Lei parla di olio extravergine di oliva DOP che costa il doppio degli altri ma ha una quota di emaciato ridotta. Noi parliamo di normali oli extravergini
Uscendo dall’élite degli oli evo Dop, ci sono in Italia oli evo – alludo ai non Dop – di grandi industrie olearie e oli evo di frantoi medio piccoli – ad es. quelli del Veneto e del FVG -. E’ acclarato che generalmente gli oli evo dei frantoi medio piccoli sono genuini e non elaborati e/o contraffatti chimicamente, mentre gli oli evo delle grandi industrie olearie, sia internazionali che italiane, usano oli delle più diverse provenienze di cui non si sa da che olive derivano, come sono coltivati gli uliveti e come realmente quegli oli sono prodotti. E gli scandali che interessano soprattutto le aziende maggiori e che si susseguono numerosi, per il costante controllo delle istituzioni, lo stanno a dimostrare. Tutto qui dott. la Pira. Non mi permetto di affermare che tutti gli oli evo delle grandi marche non siano buoni, ce ne sono sicuramente, ma affermo – e lei non può contraddirlo – che gli scandali che si succedono a scadenze ravvicinate riguardano le grandi aziende olearie. Ecco perché credo di aver titolo per suggerire ai consumatori di scegliere, se possibile, oli di frantoi medio-piccoli e di andare, se possibile, alla lori ricerca, per realizzare un rapporto diretto con i frantoiani. E non dimentichi, dott. La Pira, che è in corso da tempo una lotta spietata dei “grandi” produttori tesa a eliminare i “piccoli” e “medi” produttori. Basta guardare ai prezzi delle bottiglie esposte negli scaffali dei supermercati e lo capisce chiunque. Se poi il problema è la indisponibilità economica degli acquirenti ad acquistare oli di alto pregio (ma tutti gli oli evo devono essere di alto pregio, cioè sani, buoni e genuini), credo sia valido anche in questo caso l’antico proverbio “chi si accontenta gode”, anche se l’acquirente costretto a spendere il meno possibile probabilmente non lo fa volentieri. Ma vogliamo difendere il vero olio extravergine d’oliva italiano o anche lei, dott. la Pira, privilegia l’olio turco, nordafricano, ecc. che, arrivato a Ceuita o ad Amterdam, diventa comunitario ed è messo in vendita a 3-4 euro la bottiglia da marchi importanti della grande industria olearia? E con questo penso di mettere il punto a questi miei chiarimenti.

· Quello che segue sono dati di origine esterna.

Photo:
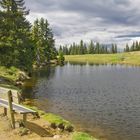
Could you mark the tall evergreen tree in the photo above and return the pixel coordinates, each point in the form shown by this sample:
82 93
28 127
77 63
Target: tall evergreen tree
15 42
44 42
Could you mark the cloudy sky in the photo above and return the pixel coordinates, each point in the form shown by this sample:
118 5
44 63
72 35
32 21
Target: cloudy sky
105 21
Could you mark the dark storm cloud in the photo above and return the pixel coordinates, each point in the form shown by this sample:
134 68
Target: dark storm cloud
70 18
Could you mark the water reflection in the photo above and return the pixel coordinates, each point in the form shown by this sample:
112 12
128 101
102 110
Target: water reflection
100 99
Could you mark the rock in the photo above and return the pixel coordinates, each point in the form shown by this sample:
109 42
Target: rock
23 131
69 128
53 125
61 126
19 83
57 137
23 76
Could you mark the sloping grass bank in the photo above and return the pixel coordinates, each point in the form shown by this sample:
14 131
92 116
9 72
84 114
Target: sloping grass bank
131 58
59 122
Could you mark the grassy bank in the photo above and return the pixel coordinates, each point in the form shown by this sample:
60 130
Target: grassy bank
58 122
131 58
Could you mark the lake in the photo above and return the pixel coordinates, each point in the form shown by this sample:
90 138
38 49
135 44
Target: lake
103 100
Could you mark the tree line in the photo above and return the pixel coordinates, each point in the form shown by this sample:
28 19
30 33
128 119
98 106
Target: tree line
134 47
23 44
91 48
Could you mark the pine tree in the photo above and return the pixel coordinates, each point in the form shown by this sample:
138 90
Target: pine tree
91 48
15 42
44 42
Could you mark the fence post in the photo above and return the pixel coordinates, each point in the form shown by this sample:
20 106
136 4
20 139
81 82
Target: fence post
11 109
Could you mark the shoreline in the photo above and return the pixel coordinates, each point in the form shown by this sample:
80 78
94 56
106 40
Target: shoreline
54 120
131 58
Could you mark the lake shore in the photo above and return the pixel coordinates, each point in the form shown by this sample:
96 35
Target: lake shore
9 77
131 58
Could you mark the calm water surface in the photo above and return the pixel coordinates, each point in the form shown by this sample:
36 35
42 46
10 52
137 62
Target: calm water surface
103 100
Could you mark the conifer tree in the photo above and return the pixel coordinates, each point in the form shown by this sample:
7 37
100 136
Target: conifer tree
15 42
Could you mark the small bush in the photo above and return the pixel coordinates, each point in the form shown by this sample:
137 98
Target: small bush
82 136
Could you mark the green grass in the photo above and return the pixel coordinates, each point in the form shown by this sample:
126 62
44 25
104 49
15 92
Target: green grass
56 119
52 118
131 58
82 136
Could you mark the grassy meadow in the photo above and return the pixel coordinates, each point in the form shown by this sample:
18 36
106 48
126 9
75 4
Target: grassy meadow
131 58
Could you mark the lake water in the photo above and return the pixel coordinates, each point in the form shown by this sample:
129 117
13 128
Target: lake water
103 100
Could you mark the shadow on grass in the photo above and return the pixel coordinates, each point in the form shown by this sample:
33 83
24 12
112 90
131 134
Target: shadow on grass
38 129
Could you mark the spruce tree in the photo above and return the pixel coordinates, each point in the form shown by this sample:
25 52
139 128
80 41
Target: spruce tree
15 41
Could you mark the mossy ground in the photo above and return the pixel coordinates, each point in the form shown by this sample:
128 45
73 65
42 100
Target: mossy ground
82 136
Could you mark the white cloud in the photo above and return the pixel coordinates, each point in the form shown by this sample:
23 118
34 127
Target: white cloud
111 21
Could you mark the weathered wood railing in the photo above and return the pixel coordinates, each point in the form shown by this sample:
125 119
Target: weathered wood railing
14 107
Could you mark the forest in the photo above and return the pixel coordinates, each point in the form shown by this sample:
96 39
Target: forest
21 43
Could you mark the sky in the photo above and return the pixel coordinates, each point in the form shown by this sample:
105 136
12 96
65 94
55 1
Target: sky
104 21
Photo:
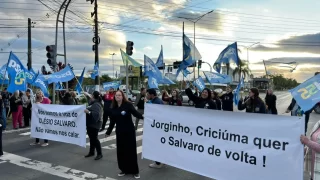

Io sto con l’olio evo di qualità. Meglio se italiano. Tenga conto che in tutti gli articoli pubblicati quest’anno sul nostro sito relativi a test condotti in mezza Europa sull’olio extravergine dalle riviste dei consumatori e non solo, è emersa la criticità di marche come Bertolli e Carapelli e la buona qualità di Monini.